Catholics familiar with the traditional theological distinction that places the “church as such” over and above its fallible human members will understand how this kind of language is being used. The tradition holds that any suggestion of error on the part of Christ’s mystical body is a theological oxymoron. But that very subtle distinction, expressing as it does a valid understanding of the church’s unique access to religious truth, will certainly be lost on most readers of “We Remember.” More likely, this assertion of the church’s metaphysical reliability will be read, with reason, as the worst kind of this-worldly moral evasion. If over the course of centuries anti-Semitism was rarely if ever condemned but rather ignored, tolerated, even encouraged; if it infected not only the laity but priests and bishops; if church councils promulgated laws segregating and discriminating against Jews; if until very recent times anti-Semitism was given vivid expression in the Good Friday liturgy (the “perfidious Jews”) and in religious art; and if this led to pogroms, to the terrors of the Inquisition—if, in short, anti-Semitism suffused much of Catholic culture for nineteen centuries, it is hard to see how “the church as such” can be held guiltless.

However one wants to understand the relationship between the mystical and the visible elements of the church, the incontrovertible historical record attests to the fact that “the church,” and not just its members, taught erroneously, even perniciously, about Judaism and the Jews. If the Vatican statement means only that no pope or ecumenical council or curial body ever elevated anti-Semitism to the level of formal doctrine, that is not so large a claim and will not, in the eyes of most people of any faith or none, absolve “the church as such” of responsibility for policies, attitudes, and actions that taught as clearly as any encyclical.

Sad to say, “We Remember” is also tendentious and unpersuasive in its analysis of the nature of Nazi anti-Semitism and its relationship to what the document calls historic Christian anti-Judaism. Nazi racial anti-Semitism is attributed to “a false and exacerbated nationalism....essentially more sociological and political than religious.” The document insists that the Holocaust had “its roots outside of Christianity” as the “work of a thoroughly modern neo-pagan regime.”

To be sure, there are important distinctions to be made between Christian anti-Semitism and Nazi race hatred. The Vatican is right to remind the world that the church condemned the “idolatry of race and of the state.” Although it proved to be a woefully ineffective obstacle to the Nazis, and millions of Catholics rallied to the Nazi cause, the Catholic church did not in any sense perpetrate the Holocaust. However, to argue that there was no connection between nearly 2,000 years of church-inspired anti-Semitism and the Nazi assault on European Jewry is utterly fallacious and offensive. Similarly, for “We Remember” to rehearse the political history of the nineteenth and twentieth centuries and not acknowledge how the church’s opposition to liberalism and democracy weakened the forces best able to deter fascism is equally disingenuous.

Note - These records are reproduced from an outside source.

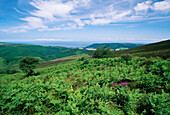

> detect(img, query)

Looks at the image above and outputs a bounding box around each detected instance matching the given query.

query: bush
[19,56,39,75]
[92,45,112,58]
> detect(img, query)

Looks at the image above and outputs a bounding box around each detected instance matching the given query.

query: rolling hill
[85,43,143,50]
[0,42,91,73]
[113,40,170,59]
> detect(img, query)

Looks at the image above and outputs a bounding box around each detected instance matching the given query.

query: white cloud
[134,1,152,12]
[153,0,170,12]
[3,0,170,32]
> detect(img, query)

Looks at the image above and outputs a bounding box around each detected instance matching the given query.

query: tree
[92,45,112,58]
[19,56,39,75]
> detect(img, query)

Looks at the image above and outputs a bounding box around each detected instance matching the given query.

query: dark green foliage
[0,57,170,115]
[92,45,112,58]
[121,55,132,62]
[19,56,39,75]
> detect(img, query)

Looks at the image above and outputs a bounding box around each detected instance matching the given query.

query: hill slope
[113,40,170,58]
[85,43,143,50]
[0,57,170,115]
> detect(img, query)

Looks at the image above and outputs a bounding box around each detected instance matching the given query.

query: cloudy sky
[0,0,170,43]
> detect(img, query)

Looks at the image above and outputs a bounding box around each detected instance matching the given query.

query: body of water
[8,41,92,48]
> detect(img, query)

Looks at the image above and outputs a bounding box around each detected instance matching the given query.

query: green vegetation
[0,44,91,61]
[0,56,170,115]
[113,40,170,59]
[0,43,92,74]
[19,56,39,76]
[92,45,112,58]
[85,43,143,50]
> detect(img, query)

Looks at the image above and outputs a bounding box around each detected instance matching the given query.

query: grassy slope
[86,43,142,49]
[0,43,91,73]
[0,44,90,61]
[113,40,170,58]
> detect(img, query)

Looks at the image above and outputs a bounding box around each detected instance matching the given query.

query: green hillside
[0,56,170,115]
[113,40,170,59]
[85,43,143,50]
[0,43,91,74]
[0,44,90,61]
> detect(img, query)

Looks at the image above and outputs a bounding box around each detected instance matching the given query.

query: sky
[0,0,170,43]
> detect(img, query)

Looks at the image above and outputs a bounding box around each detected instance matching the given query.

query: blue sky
[0,0,170,43]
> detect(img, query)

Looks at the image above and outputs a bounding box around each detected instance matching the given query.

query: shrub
[121,55,132,63]
[19,56,39,75]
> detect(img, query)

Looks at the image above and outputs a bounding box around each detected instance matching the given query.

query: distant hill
[85,43,143,50]
[0,42,92,73]
[113,40,170,58]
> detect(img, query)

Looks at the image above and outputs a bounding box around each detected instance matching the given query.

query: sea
[8,41,92,48]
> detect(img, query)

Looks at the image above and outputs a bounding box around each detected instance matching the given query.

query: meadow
[0,55,170,115]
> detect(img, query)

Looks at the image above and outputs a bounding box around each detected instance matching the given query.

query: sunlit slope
[0,44,90,61]
[113,40,170,58]
[0,57,170,115]
[85,43,143,50]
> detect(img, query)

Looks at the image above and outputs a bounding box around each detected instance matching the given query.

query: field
[0,43,92,74]
[0,56,170,115]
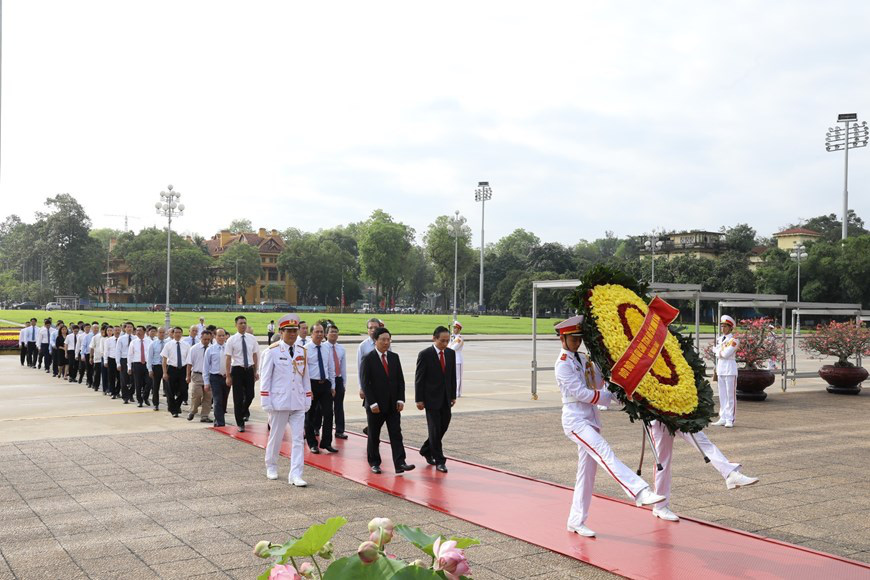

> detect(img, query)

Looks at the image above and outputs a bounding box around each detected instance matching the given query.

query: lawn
[0,310,544,335]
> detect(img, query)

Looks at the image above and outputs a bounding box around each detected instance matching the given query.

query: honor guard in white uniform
[447,320,465,398]
[556,316,665,537]
[713,314,740,427]
[650,421,758,522]
[260,314,311,487]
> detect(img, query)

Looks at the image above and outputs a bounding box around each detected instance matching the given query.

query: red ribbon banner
[610,296,680,397]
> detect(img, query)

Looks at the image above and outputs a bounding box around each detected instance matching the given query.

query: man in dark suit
[414,326,456,473]
[360,328,414,474]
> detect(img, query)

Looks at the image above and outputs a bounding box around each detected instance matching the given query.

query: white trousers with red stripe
[717,375,737,423]
[649,422,740,507]
[266,411,305,481]
[565,424,649,527]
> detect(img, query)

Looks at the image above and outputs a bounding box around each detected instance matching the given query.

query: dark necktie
[315,344,326,381]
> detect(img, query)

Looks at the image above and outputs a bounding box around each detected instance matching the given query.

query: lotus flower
[356,542,380,564]
[269,564,303,580]
[254,540,272,558]
[432,537,471,580]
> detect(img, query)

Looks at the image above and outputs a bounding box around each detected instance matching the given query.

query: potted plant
[804,321,870,395]
[704,318,783,401]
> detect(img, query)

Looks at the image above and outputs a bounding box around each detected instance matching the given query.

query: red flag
[610,296,680,397]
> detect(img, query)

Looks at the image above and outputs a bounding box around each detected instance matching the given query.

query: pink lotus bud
[299,562,317,578]
[369,528,393,548]
[269,564,302,580]
[356,542,380,564]
[369,518,394,534]
[254,540,272,558]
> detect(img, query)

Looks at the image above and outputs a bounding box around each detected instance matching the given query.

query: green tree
[217,242,263,302]
[227,218,254,234]
[423,215,475,308]
[791,209,870,242]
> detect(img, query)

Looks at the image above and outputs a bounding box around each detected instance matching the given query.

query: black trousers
[230,367,254,427]
[332,377,345,433]
[366,408,405,468]
[103,357,118,397]
[131,362,148,403]
[91,361,103,391]
[166,365,187,415]
[420,402,453,465]
[118,358,133,401]
[151,365,168,409]
[208,374,230,427]
[305,380,332,449]
[66,351,79,382]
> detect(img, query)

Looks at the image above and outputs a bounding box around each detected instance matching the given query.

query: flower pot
[737,369,776,401]
[819,365,868,395]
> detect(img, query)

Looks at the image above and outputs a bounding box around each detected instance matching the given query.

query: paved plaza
[0,337,870,578]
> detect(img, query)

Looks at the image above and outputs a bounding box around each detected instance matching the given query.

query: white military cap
[278,314,299,330]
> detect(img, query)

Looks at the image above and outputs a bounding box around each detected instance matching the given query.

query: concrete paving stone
[149,558,218,578]
[135,546,202,568]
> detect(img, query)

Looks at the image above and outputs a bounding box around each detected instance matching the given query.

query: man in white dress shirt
[260,314,311,487]
[224,315,260,433]
[127,325,151,407]
[160,326,190,417]
[187,329,212,423]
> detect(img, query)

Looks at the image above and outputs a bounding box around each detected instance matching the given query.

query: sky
[0,0,870,245]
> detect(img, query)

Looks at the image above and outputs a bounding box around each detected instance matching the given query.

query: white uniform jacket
[716,334,740,377]
[447,334,465,365]
[556,349,612,432]
[260,340,311,411]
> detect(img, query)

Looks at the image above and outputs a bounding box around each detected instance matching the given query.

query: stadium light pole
[825,113,870,240]
[643,236,662,284]
[474,181,492,314]
[447,210,465,323]
[154,185,184,331]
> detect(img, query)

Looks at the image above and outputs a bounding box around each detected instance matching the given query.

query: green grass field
[0,310,713,335]
[0,310,540,335]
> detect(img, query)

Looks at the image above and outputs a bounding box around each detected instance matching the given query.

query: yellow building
[773,228,822,252]
[205,228,297,304]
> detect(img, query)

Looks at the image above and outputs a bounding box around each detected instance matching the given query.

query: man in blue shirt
[202,328,230,427]
[146,326,168,411]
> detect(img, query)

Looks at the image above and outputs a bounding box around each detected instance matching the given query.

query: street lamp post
[783,242,809,334]
[154,185,184,331]
[448,210,465,322]
[825,113,870,240]
[474,181,492,314]
[643,236,662,284]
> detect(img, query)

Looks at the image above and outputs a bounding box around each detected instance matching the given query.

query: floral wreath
[571,265,714,434]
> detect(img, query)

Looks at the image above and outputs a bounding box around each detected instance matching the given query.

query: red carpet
[216,425,870,580]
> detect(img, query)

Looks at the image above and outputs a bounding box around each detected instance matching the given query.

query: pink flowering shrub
[804,321,870,367]
[703,318,784,369]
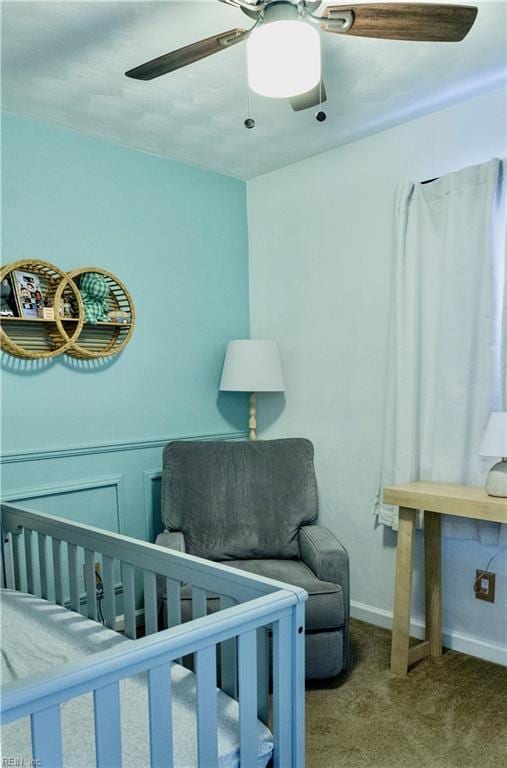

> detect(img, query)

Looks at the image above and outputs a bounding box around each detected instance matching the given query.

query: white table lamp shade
[220,339,285,392]
[479,411,507,457]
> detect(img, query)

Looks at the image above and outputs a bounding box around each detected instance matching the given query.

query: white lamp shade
[220,339,285,392]
[479,411,507,458]
[246,19,320,98]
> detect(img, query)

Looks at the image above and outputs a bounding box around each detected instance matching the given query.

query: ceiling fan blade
[289,80,327,112]
[321,3,477,43]
[125,29,248,80]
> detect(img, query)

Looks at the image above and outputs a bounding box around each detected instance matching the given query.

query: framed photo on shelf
[12,269,44,319]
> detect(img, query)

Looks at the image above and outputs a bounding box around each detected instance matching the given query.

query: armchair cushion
[162,438,317,561]
[299,525,349,605]
[227,560,345,632]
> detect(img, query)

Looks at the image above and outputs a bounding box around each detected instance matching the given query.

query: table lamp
[220,339,285,440]
[479,411,507,498]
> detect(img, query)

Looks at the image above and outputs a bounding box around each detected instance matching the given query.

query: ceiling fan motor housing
[262,0,302,24]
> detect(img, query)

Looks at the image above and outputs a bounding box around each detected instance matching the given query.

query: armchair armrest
[155,529,186,552]
[299,525,349,605]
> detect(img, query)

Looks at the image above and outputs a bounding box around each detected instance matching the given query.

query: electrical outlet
[83,560,102,587]
[475,570,495,603]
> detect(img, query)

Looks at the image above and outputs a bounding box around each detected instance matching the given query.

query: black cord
[474,546,507,592]
[96,573,106,627]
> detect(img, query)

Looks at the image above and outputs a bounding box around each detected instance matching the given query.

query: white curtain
[373,159,507,544]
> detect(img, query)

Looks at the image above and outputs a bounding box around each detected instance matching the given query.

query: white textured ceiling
[2,0,507,179]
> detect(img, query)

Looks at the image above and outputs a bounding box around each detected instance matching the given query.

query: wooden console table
[384,482,507,675]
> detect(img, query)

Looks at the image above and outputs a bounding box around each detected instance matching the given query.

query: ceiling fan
[125,0,477,111]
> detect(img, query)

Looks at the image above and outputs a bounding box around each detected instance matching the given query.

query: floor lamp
[220,339,285,440]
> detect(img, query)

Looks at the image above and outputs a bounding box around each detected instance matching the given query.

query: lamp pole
[248,392,257,440]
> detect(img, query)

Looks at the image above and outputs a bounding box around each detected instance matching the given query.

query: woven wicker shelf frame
[0,259,135,360]
[66,267,135,360]
[0,259,84,360]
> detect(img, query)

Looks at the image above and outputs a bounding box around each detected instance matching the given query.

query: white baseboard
[350,600,507,667]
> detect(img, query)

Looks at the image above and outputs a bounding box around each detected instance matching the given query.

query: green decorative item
[79,272,110,325]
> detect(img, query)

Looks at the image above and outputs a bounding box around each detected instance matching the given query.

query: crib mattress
[1,589,273,768]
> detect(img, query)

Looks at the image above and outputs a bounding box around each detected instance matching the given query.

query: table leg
[424,512,442,656]
[391,507,416,675]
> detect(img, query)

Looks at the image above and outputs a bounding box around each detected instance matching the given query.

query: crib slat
[11,533,23,591]
[192,587,208,619]
[102,555,116,629]
[67,544,80,613]
[53,539,63,605]
[143,571,158,635]
[37,533,48,600]
[30,705,63,768]
[220,595,238,699]
[166,579,181,627]
[85,549,97,621]
[25,528,34,595]
[121,563,137,640]
[257,627,269,725]
[238,629,258,768]
[93,683,122,768]
[195,645,218,768]
[273,616,292,768]
[148,664,173,768]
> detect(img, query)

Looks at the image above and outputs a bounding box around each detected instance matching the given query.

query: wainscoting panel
[2,475,123,533]
[2,432,247,541]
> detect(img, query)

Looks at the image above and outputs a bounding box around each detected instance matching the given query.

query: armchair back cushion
[162,438,317,560]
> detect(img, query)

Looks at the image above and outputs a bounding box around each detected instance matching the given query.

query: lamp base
[486,459,507,499]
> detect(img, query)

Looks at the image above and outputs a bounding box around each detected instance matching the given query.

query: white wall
[248,91,507,662]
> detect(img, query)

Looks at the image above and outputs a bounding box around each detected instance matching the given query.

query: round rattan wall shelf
[66,267,135,360]
[0,259,84,360]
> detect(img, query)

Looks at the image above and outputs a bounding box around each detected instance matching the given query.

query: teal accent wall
[2,115,249,536]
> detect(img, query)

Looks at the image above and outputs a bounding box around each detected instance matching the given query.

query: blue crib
[1,504,307,768]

Nazi totalitarianism was, as the document argues, an unprecedented modern horror whose unique evil was difficult for all but the most prescient to grasp at first. But Nazism did not spring full grown from the atheistic brow of the modern world. It had obvious roots in Europe’s near and ancient Christian past.

How the church can repent or correct the manifest errors of its past if it cannot honestly admit to any errors at all is, to say the least, something of a problem. This is brought home again when “We Remember” calls Western democracies to account for their failure to give refuge to Jews seeking asylum from the Nazis. That failure to act placed a “heavy burden of conscience on the authorities in question,” judges the Vatican. Fair enough. But is no similar burden to be placed on the shoulders of church authorities who failed to act in their own sphere?

Various contemporary challenges to Catholic teaching seem to make the appeal to church inerrancy an increasing temptation on the part of the Vatican. But as “We Remember” exemplifies, the doctrine of inerrancy errantly applied is no real help to authority in the end.